Bajo la mirada y me atuso el vestido. Frunzo el ceño al subir de nuevo la mirada para verme otra vez en el espejo, tuerzo el gesto, en señal de desaprobación. No termina de convencerme la imagen que recibo reflejada, de mí.

—Vicky, cariño, alegra esa cara, vas a casarte y, sin embargo, parece que acaban de condenarte a muerte. —Fuerzo una sonrisa, miro a mi madre y después a Elena que me mira con los ojos anegados en lágrimas, la barbilla temblorosa y con una mano en su boca intentando sujetarse las ganas de llorar. «No llores, por favor», le suplico mentalmente.

—Déjame que te haga unas fotos, quiero guardar este recuerdo y, además, voy a enviárselas a tu padre para que te vea y así nos dé su opinión.

—Mamá… —musito resoplando en señal de protesta.

—Papá nunca será objetivo. Dirá que estoy guapa y encima protestará, porque, a pesar de que tengo veintisiete años, sigue pensando que soy una niña y que no tengo edad para casarme —mascullo.

—En eso Vicky tiene toda la razón —dice Elena, tras tragar saliva para deshacer el nudo de emoción que tiene formado en la garganta

Soy como una hija para ella y la emoción la está invadiendo por segundos al igual que lo está haciendo con mi madre y también conmigo. Rehúyo su mirada antes de que alguna de las dos terminemos llorando a mares. Hago un esfuerzo y sonrío para que mi madre finalmente me tome las fotos.

Cuando mi madre termina, vuelvo al probador para quitarme el vestido de novia y vestirme con mi ropa.

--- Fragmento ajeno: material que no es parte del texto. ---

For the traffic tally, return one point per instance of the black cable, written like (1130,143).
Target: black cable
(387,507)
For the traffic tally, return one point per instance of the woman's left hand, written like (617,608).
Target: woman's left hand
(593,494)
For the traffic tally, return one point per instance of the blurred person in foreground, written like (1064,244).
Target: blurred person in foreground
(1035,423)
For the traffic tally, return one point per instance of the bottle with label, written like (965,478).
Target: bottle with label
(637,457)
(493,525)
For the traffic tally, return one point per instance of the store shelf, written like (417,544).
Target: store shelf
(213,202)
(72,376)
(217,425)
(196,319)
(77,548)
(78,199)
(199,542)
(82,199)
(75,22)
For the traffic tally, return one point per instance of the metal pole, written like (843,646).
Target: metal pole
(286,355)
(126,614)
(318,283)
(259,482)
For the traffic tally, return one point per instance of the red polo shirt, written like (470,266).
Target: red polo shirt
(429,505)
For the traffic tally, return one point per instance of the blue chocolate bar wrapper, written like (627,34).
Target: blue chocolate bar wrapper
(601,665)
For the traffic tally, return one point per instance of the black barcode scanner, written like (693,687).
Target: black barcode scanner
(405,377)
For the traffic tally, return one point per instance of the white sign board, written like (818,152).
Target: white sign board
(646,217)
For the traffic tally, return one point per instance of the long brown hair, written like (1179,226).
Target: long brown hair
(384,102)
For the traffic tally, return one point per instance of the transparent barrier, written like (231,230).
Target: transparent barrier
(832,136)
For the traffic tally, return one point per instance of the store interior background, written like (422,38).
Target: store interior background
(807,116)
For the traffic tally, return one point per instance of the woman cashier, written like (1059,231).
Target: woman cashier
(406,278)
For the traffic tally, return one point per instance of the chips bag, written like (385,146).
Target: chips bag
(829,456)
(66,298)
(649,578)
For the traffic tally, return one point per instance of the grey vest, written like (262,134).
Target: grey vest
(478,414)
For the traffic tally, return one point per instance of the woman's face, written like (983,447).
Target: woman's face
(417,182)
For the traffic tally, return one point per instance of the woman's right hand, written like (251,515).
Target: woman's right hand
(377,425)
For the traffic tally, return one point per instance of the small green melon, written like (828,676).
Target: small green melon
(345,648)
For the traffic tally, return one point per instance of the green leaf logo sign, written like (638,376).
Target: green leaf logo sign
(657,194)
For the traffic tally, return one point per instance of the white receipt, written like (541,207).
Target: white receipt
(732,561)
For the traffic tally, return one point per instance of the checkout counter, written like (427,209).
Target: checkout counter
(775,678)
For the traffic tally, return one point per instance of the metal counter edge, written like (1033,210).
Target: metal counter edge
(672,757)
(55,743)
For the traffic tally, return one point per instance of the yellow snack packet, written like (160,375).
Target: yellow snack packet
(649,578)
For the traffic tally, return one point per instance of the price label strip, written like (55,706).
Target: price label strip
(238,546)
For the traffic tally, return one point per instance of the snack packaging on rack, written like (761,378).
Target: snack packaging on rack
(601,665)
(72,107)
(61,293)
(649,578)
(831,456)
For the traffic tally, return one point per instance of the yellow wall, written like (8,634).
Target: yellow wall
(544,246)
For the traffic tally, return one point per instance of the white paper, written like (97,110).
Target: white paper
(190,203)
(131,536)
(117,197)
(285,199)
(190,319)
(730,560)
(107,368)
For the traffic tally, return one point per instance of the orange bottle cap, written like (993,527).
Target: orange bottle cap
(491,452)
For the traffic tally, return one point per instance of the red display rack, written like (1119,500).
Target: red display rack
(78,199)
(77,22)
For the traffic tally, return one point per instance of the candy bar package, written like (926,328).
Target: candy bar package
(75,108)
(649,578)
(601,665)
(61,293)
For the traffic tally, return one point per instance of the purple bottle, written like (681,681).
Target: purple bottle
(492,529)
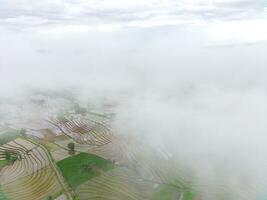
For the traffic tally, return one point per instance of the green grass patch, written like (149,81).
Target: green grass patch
(3,163)
(2,195)
(166,192)
(169,192)
(82,167)
(8,135)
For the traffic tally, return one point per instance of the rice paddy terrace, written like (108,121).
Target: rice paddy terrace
(80,157)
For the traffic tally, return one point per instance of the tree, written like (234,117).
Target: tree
(10,157)
(22,131)
(71,147)
(49,198)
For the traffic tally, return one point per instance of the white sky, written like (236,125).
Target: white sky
(224,20)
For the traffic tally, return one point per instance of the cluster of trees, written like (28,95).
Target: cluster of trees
(71,147)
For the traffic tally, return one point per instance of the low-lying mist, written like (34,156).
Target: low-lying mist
(205,105)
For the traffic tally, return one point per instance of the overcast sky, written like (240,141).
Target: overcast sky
(195,72)
(42,38)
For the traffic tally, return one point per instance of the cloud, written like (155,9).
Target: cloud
(166,64)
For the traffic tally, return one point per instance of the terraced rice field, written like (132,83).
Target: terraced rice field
(30,177)
(2,195)
(77,170)
(36,186)
(86,131)
(117,184)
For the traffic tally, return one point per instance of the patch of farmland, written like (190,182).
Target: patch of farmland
(2,195)
(82,167)
(31,158)
(117,184)
(86,131)
(78,147)
(36,186)
(8,135)
(60,154)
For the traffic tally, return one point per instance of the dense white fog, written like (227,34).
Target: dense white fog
(189,77)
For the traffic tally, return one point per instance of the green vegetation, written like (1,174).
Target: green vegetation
(3,163)
(166,192)
(71,147)
(169,192)
(11,157)
(23,132)
(8,135)
(82,167)
(2,195)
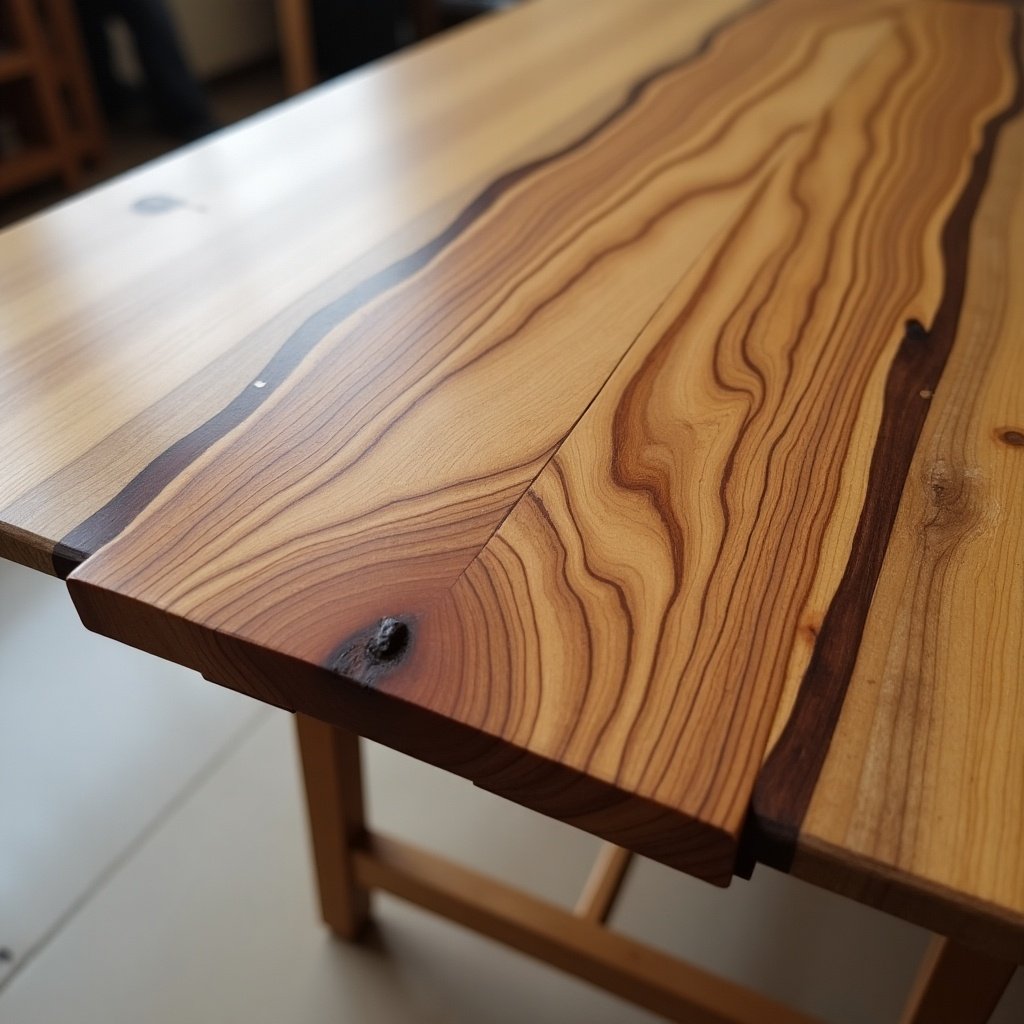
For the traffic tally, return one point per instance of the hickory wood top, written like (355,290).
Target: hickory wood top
(602,401)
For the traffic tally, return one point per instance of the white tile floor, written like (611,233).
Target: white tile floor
(153,867)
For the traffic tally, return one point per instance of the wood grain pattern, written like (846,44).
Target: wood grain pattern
(581,464)
(924,781)
(135,315)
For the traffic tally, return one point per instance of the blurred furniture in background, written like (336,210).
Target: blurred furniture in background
(49,122)
(314,42)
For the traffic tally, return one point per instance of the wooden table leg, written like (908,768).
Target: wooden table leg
(333,774)
(955,985)
(296,41)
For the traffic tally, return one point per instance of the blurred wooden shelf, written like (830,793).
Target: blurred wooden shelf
(14,65)
(28,167)
(55,116)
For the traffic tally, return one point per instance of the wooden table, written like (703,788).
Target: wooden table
(616,403)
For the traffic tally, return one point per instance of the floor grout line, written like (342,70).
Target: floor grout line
(260,716)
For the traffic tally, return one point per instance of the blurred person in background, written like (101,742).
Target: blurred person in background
(172,91)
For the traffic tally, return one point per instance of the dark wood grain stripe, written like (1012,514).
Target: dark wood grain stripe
(786,783)
(108,521)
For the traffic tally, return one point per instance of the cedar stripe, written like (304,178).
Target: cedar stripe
(786,783)
(107,522)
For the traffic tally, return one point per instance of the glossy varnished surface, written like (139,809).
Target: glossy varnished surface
(586,440)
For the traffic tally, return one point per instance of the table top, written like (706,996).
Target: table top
(615,403)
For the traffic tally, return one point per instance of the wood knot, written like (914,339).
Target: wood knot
(388,641)
(370,654)
(1009,435)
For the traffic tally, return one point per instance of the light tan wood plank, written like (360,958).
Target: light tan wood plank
(955,985)
(918,806)
(407,438)
(637,973)
(332,774)
(616,640)
(603,884)
(135,315)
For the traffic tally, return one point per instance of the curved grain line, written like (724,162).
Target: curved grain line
(786,783)
(121,510)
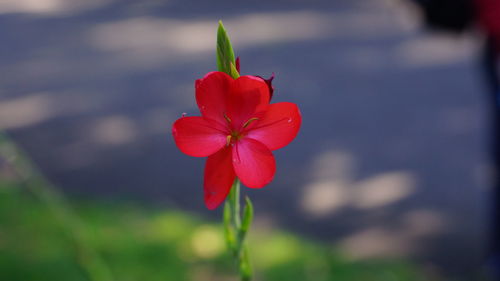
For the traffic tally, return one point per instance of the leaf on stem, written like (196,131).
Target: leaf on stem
(228,230)
(247,216)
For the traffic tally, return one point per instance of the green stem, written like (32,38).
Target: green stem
(234,201)
(88,258)
(237,234)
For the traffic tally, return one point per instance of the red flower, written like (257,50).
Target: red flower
(238,130)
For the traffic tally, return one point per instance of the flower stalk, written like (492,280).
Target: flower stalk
(235,228)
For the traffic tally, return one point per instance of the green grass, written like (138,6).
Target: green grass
(141,243)
(44,237)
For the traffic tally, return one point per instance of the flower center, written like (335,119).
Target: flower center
(235,134)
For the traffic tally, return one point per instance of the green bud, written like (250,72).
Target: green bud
(225,54)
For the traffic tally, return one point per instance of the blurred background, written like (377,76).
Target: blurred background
(388,178)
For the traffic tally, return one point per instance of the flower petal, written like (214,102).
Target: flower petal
(248,95)
(278,126)
(253,163)
(197,136)
(211,95)
(219,177)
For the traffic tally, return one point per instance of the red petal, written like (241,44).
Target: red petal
(253,163)
(278,127)
(219,177)
(249,94)
(211,95)
(197,136)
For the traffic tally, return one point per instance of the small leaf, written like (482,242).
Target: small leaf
(245,266)
(225,53)
(228,230)
(247,216)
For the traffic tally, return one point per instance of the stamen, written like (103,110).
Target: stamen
(249,121)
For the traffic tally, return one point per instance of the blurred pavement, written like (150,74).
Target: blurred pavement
(392,158)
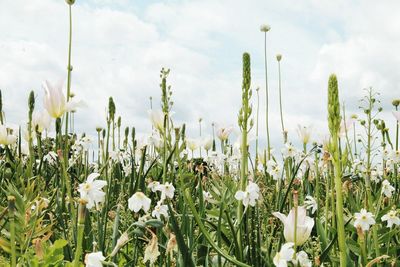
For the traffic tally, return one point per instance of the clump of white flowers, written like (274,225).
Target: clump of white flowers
(139,201)
(387,188)
(249,196)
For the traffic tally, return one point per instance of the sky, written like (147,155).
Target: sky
(120,46)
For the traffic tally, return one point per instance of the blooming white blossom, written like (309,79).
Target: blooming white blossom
(5,137)
(153,186)
(265,27)
(91,190)
(122,240)
(304,133)
(304,225)
(139,201)
(160,210)
(274,170)
(302,260)
(387,189)
(391,218)
(364,219)
(396,114)
(250,195)
(94,259)
(285,255)
(167,190)
(41,120)
(151,252)
(311,203)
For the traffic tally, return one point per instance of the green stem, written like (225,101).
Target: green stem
(266,95)
(11,211)
(81,228)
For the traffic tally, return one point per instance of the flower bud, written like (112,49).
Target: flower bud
(265,28)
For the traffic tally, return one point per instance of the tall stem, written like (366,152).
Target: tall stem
(266,96)
(280,101)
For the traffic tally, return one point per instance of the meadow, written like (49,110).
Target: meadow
(170,199)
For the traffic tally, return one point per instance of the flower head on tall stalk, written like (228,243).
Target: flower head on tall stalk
(5,137)
(223,132)
(334,120)
(266,28)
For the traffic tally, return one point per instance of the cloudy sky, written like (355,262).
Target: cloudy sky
(119,47)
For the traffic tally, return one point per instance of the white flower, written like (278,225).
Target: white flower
(395,156)
(207,196)
(289,151)
(311,203)
(139,201)
(153,186)
(157,119)
(387,189)
(391,218)
(302,260)
(167,190)
(304,225)
(224,132)
(94,259)
(50,157)
(122,240)
(207,143)
(160,210)
(364,219)
(396,114)
(151,252)
(304,133)
(5,137)
(284,255)
(273,169)
(192,144)
(250,195)
(265,27)
(41,121)
(91,190)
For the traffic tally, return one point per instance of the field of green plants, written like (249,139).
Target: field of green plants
(209,200)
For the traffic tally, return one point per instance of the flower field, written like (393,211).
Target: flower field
(173,199)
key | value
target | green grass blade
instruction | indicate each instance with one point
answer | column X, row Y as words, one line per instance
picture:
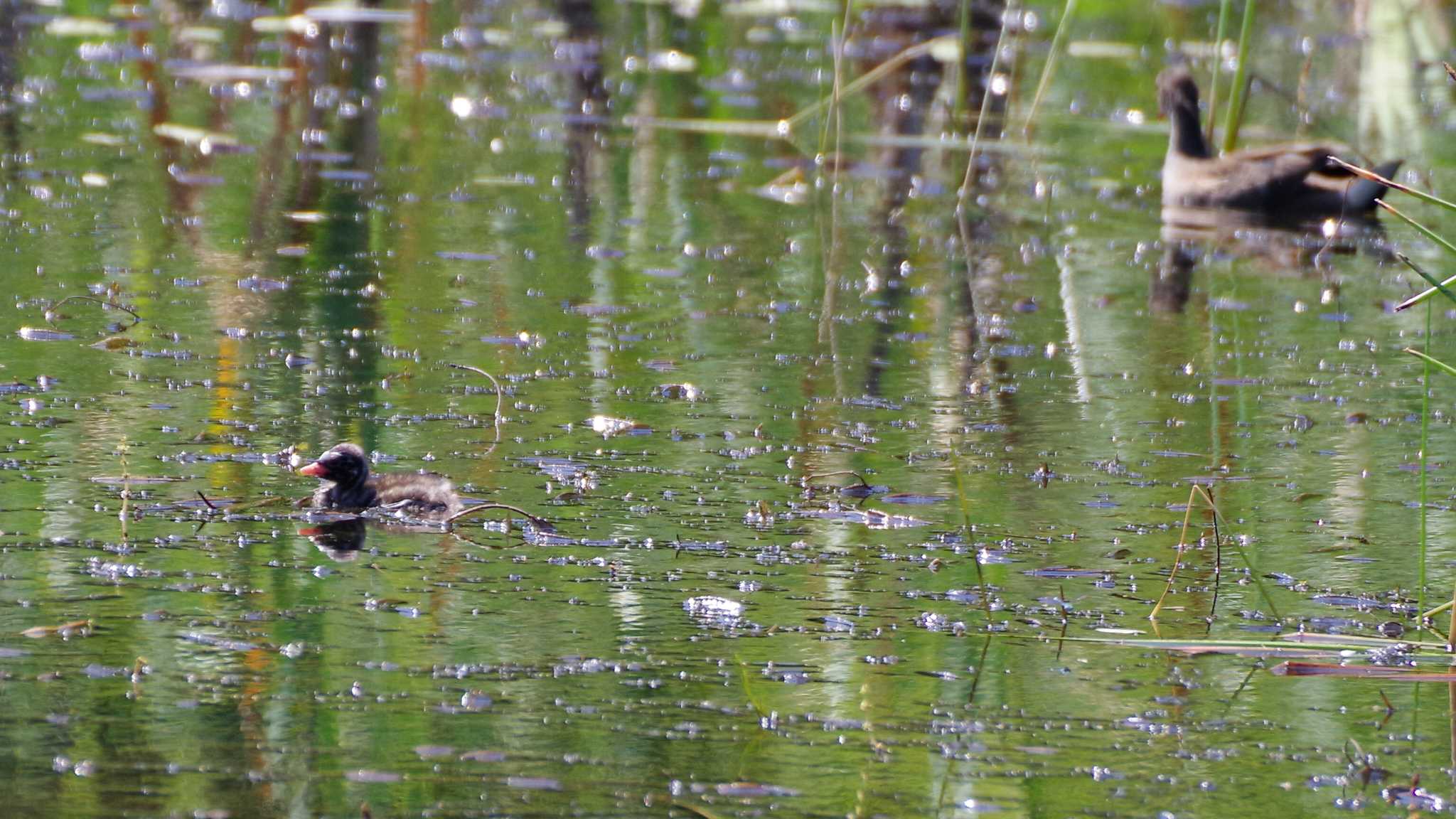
column 1235, row 115
column 1436, row 363
column 1430, row 279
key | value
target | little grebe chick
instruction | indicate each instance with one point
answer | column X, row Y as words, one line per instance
column 353, row 487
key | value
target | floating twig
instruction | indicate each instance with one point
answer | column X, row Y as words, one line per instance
column 102, row 302
column 500, row 395
column 805, row 481
column 540, row 522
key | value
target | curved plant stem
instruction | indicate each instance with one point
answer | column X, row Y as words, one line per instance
column 496, row 422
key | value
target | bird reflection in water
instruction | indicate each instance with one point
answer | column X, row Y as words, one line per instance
column 340, row 540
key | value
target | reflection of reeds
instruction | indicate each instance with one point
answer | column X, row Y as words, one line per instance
column 1428, row 363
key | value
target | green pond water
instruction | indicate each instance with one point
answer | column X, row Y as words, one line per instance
column 554, row 194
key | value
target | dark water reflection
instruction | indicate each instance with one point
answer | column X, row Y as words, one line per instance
column 747, row 379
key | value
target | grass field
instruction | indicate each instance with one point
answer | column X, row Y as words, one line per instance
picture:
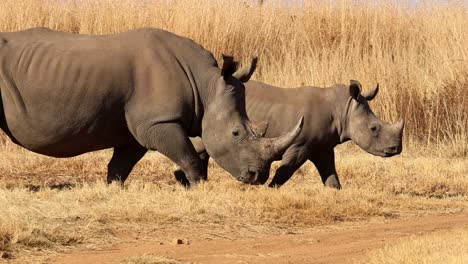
column 418, row 55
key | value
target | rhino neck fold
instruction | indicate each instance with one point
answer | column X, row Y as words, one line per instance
column 202, row 80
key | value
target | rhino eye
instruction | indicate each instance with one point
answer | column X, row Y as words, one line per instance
column 375, row 130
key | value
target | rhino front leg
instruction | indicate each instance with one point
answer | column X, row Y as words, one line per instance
column 324, row 161
column 122, row 162
column 292, row 160
column 180, row 174
column 172, row 141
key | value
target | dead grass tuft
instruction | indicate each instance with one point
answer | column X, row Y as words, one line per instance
column 150, row 259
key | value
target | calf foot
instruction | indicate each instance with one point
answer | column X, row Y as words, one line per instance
column 333, row 182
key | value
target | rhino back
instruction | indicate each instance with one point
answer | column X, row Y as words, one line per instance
column 66, row 94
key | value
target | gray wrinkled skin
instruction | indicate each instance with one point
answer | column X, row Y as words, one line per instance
column 332, row 116
column 148, row 89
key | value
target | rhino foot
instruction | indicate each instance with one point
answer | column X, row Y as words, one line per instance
column 333, row 182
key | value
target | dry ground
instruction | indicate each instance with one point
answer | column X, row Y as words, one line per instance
column 50, row 208
column 61, row 206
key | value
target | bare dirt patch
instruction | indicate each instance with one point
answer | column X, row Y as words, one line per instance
column 336, row 244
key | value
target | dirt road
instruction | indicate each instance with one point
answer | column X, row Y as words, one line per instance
column 326, row 245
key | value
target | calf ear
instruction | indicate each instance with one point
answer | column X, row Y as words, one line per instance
column 244, row 73
column 371, row 94
column 354, row 89
column 229, row 66
column 259, row 128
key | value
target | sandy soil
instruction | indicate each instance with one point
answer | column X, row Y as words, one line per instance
column 336, row 244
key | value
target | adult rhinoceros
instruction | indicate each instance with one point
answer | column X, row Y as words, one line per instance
column 332, row 116
column 65, row 94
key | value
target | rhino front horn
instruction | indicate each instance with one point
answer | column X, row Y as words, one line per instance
column 400, row 124
column 280, row 144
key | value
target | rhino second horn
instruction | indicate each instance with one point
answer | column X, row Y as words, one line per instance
column 280, row 144
column 400, row 124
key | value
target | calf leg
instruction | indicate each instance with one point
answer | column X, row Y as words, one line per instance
column 172, row 141
column 324, row 161
column 122, row 162
column 292, row 160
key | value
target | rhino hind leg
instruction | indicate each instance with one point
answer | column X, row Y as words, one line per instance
column 324, row 161
column 122, row 162
column 171, row 140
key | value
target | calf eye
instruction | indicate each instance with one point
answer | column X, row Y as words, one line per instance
column 375, row 130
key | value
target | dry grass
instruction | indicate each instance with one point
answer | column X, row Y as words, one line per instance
column 418, row 55
column 441, row 247
column 150, row 259
column 66, row 203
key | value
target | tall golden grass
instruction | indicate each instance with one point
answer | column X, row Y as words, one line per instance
column 418, row 54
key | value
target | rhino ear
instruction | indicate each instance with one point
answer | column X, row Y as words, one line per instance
column 259, row 128
column 229, row 66
column 244, row 73
column 354, row 89
column 370, row 95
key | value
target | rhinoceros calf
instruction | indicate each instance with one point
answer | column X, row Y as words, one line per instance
column 332, row 116
column 65, row 94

Una falda de color negro en largo midi, una camiseta básica de color blanco, una cazadora vaquera y unas botas Converse también negras, un look muy londinense. Sigo viviendo y trabajando en Londres, pero ahora estoy en casa.

En una de mis botas, colgada del cordón, esa anilla de refresco que me acompaña desde que tengo siete años.

Mi anilla. Su anilla. Nuestra anilla.

Sonrío al verla. Paso uno de mis dedos por ella acariciándola y pienso en todo lo que ha pasado desde aquel día. Han pasado veinte años desde que Junior la colocó en mi pequeño dedo anular y después la anudó al cordón de una de mis zapatillas para que no la perdiera. Desde entonces esa anilla ha ido pasando por todos y cada uno de los pares de zapatillas que he estrenado.

Ahora, en ese dedo, en el cual él un día colocó esa anilla de refresco, luzco un anillo de oro blanco con un brillante. Ahora en ese dedo llevo mi anillo de compromiso.

Pero esa anilla siempre será especial, al igual que nuestra historia lo fue, lo es y siempre lo será. Siempre.

—¿Puedes enviarme las fotos a mi teléfono? —le digo a mi madre mientras salimos de la tienda de novias—. Quiero enviárselas a Vega —aclaro.

—Ay, mi niña, lo que daría ella por estar aquí en estos momentos —suspira Elena, al tiempo que se le ilumina la cara al pensar en ella. Vega lleva algo más de dos años viviendo en Australia, desde que se marchó para seguir con su vida, tal y como hicimos todos, se marchó para encontrarse con sus olas y su filosofía de vida. No la hemos vuelto a ver desde que se marchó. No ha vuelto a venir a casa.

—Para la próxima vez —le digo y beso una de sus mejillas, mientras me agarro de su brazo y del de mi madre, quedando así en el centro de ambas.

—¿Para la próxima vez? —pregunta mi madre asombrada—. ¿No te has casado la primera vez y ya estás pensando en casarte la segunda? Por favor, Vicky —resopla.

Elena y yo nos reímos a carcajadas al escucharla.

—Supongo que se refiere para la próxima prueba. ¿Verdad, cielo? —aclara Elena todavía entre risas.

Asiento en señal de afirmación y lo hago pensando en lo mucho que me gusta escuchar a Elena reír. Me encanta que haya recuperado esas ganas de vivir que siempre le caracterizaron. Hubo un tiempo en que sus risas se volvieron silenciosas, al igual que las de todos nosotros. Pero, por fin, todos hemos vuelto a disfrutar de nuestras vidas. Unas vidas que no han vuelto a ser las mismas, después de lo sucedido. Nunca lo serán. Nunca podrán serlo.

—Claro —resoplo aliviada al ver que Elena si ha sabido entender lo que he querido decir.

—Madre mía, mamá. ¿En qué estabas pensando? —digo soltando otra carcajada.

Mi madre se lleva una mano al pecho en señal de alivio o de angustia, vete tú a saber por qué, y se une a nuestras carcajadas al darse de cuenta de que su lengua ha ido más rápido que su cabeza. Eso en mi madre es bastante normal. Todo hay que decirlo.